2017-06-10 06:13:38 | 難波紘二先生
【献本お礼など】「医薬経済」5/15号への感想を書く前に、6/1号をお送り頂いた。厚くお礼申し上げます。
 5/15号では中村うさぎのエンディングノートに続いて、AV監督村西徹のそれが載っている。1960年代の終わりだったか「日活・ロマンポルノ」が映画に登場したこと、劇場で見たことがあるが、ホテルのテレビでAVが見られるようになってからは、監督名などついに憶えなかったから、村西徹という名前とその作品とが結びつかない。
 「心臓の弁に菌が生える25万人に1人の奇病」に罹り、手術を受けたが退院時に主治医から「年だからいつ死んでもおかしくない」と言われパニックになったそうだ。精神科を受診したら「うつ病です」と診断され、抗うつ薬を処方されたとある。真菌性の心弁膜症らしいが、詳細は不明だ。

 余命告知はここまで来たか…と思う。知る限りでは喉頭癌で「余命一年半」と執刀医に宣告され(1904/4)、「一年有半:生前の遺稿」(岩波文庫)を書いた中江兆民(1847-1901)が、「がん告知」患者の第一号だろう。途中で大阪から東京に引き揚げ、東京帝大医学部耳鼻咽喉科の岡田和一郎教授を主治医とした。岡田らの「まだ2ヶ月はもつ」という助言がなければ、兆民思想の集成ともいうべき哲学書「続・一年有半」は書かれなかったと思う。
 兆民は自分で医者から「余命」を聞きだし、遺著を執筆すると同時に、死後に自分の遺体を病理解剖する手続きをしておいた。私の知る限り、篤志病理解剖は兆民が初めてである。
 
 戦後になると著名人によるがん告白・闘病記が出るようになった。悪性黒色腫の脳転移で死亡した、東大文学部教授の宗教学者岸本英夫による「死を見つめる心:ガンとたたかった十年間」(講談社、1964)はおそらくその先がけであろう。
 その次ぎに出たのが、小学館の編集者を辞め、フリー・ジャーナリストになった児玉隆也「ガン病棟の九十九日」( 新潮社、1975)だろう。「文藝春秋」1974/11号が時の首相田中角栄の「金脈」について2本のレポートを載せた。立花隆「田中角栄研究:その金脈と人脈」と児玉隆也「寂しき越山会の女王」(現、岩波現代文庫、2001/2)だ。
 前者は「土地転がし」と土地の先行取得による資金調達の手法を暴露した。後者は愛人で田中派金庫番の女性の半生に焦点を当てたもので、政治部記者にとっては公然の秘密だったが、どの社もあえて記事にしなかった。従って角栄とその家族に与えた衝撃はこちらの方が大きかった。
 不幸にして39歳の児玉は記事掲載時点で、第三期の肺がんが発見され国立がんセンターに入院・治療となった。同じ病棟の患者とその家族、治療と看護にあたる医師やナースの動きをも観察しながら書かれたのが、異色の闘病記「ガン病棟の九十九日」だ。児玉は右肺のがんが心外膜に浸潤し、心外膜欠陥の破綻による大出血=心タンポナーデで急死した。呉のNさんの親友の場合と同じである。
 1970年代、国立癌センターでさえも患者に「がん告知」をしていなかった。新潮文庫版に含まれている妻の手記によると、主治医から児玉が肺がんだと言われたが、「夫には絶対に告げない決心をした」とある。だが彼はそれ以前に、状況証拠や他の入院患者との話で自分が肺がんであることを知っていた。
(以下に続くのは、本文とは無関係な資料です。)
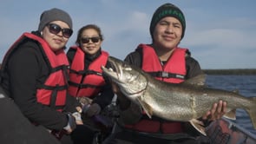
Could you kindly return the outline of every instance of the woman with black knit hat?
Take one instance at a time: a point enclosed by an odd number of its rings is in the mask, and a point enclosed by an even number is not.
[[[66,11],[45,10],[38,30],[23,33],[6,53],[1,68],[5,93],[25,117],[62,143],[73,143],[68,134],[82,124],[79,102],[67,95],[69,61],[64,49],[72,33]]]
[[[125,61],[141,68],[155,79],[180,83],[203,74],[199,62],[191,57],[187,49],[178,45],[184,37],[186,21],[182,11],[172,3],[160,6],[150,23],[151,44],[139,44],[135,51],[128,55]],[[114,84],[120,108],[120,118],[115,132],[105,143],[128,144],[169,144],[200,143],[200,134],[188,123],[163,120],[157,116],[148,118],[140,106],[120,93]],[[213,105],[202,119],[219,119],[226,112],[226,103],[220,101]],[[145,113],[144,113],[145,114]],[[117,129],[117,128],[116,128]],[[194,133],[195,132],[195,133]]]

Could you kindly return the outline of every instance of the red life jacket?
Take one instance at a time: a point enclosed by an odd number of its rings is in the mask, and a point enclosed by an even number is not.
[[[64,50],[54,53],[43,39],[31,33],[24,33],[8,50],[3,59],[3,68],[7,63],[11,53],[20,48],[18,46],[26,39],[32,39],[41,44],[42,53],[45,56],[44,57],[47,57],[45,60],[51,72],[43,84],[36,86],[37,102],[62,111],[66,104],[68,89],[69,61]]]
[[[101,92],[105,80],[102,77],[102,65],[106,65],[108,53],[102,54],[89,66],[84,68],[85,54],[79,47],[71,47],[76,49],[69,69],[69,93],[75,97],[96,95]]]
[[[186,70],[187,49],[176,48],[172,56],[162,66],[154,49],[146,44],[141,44],[142,49],[142,69],[160,81],[180,83],[184,81]],[[144,114],[145,115],[145,114]],[[146,115],[135,125],[127,125],[126,128],[146,133],[174,134],[182,133],[181,122],[167,121],[160,118],[149,120]]]

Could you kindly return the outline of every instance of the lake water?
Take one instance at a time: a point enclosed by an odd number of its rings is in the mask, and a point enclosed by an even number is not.
[[[239,90],[246,97],[256,96],[256,75],[207,75],[207,85],[213,88]],[[250,117],[244,109],[237,109],[235,123],[256,135]]]

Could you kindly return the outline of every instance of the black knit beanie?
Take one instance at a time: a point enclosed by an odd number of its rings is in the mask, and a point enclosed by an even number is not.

 有名人による「がん公表」が始まったのは2000年頃からで、「がんを生きる:老後の健康2」(文春文庫、2015/6)には、
徳岡孝夫(ジャーナリスト、悪性リンパ腫)、小椋佳(作詞・作曲家、胃がん)、鳥越俊太郎(ニュースキャスター、大腸がん)、◆藤村俊二(俳優、胃がん)、浅野史郞(元宮城県知事、ATL)、鈴木孝夫(言語社会学者、前立腺がん)、鴨下信一(演出家、胃がん)、渡邊恒雄(読売新聞社会長・主筆、前立腺がん)(◆は2017/6/4時点ですでに死亡)といった著名人が自分のがん治療を告白している。
 もちろん治療がうまく行き、執筆時に再発のない人が手記を書いているので、70年代に比べてがん治療法が格段に向上したとは言い切れない。
 日本のがん告知は70年代の終わりに始まり、今や患者に告知しないと医師が告発されかねない状況になった。有名人が続々「がん告白」をしている。エンディング・ノートも今はまだ公表する人が少ないが、やがて当たり前になる時代が来るように思う。

 鳥集徹氏の5/15号「口に苦い薬:バイエル薬品問題公益通報者保護精神の徹底を」と6/1号「温かな<手当て>のできる総合診療医の育成を」を共に興味深く読んだ。
 前者は新薬の治験データを論文化した際に、製薬会社社員によるカルテの無断閲覧が行われ、さらに論文がゴーストライターにより執筆されたという。この内部事情を告発した社員に会社がパワハラを行ったという問題である。「<内部告発者を徹底して守る>という社会でなければ、社会正義は実現できない」という鳥集氏の意見に同意する。
 いわゆるコンプライアンス(法令順守)の根底にはモラル・インテグリティ(道徳的一貫性)という考えがある。これは洋の東西を問わない。「李下に冠を正さず」とか「瓜田に沓(くつ)を納(いれ)ず」がそれだろう。ジョージ・ワシントンの「正直は最良の政策だ」というのもある。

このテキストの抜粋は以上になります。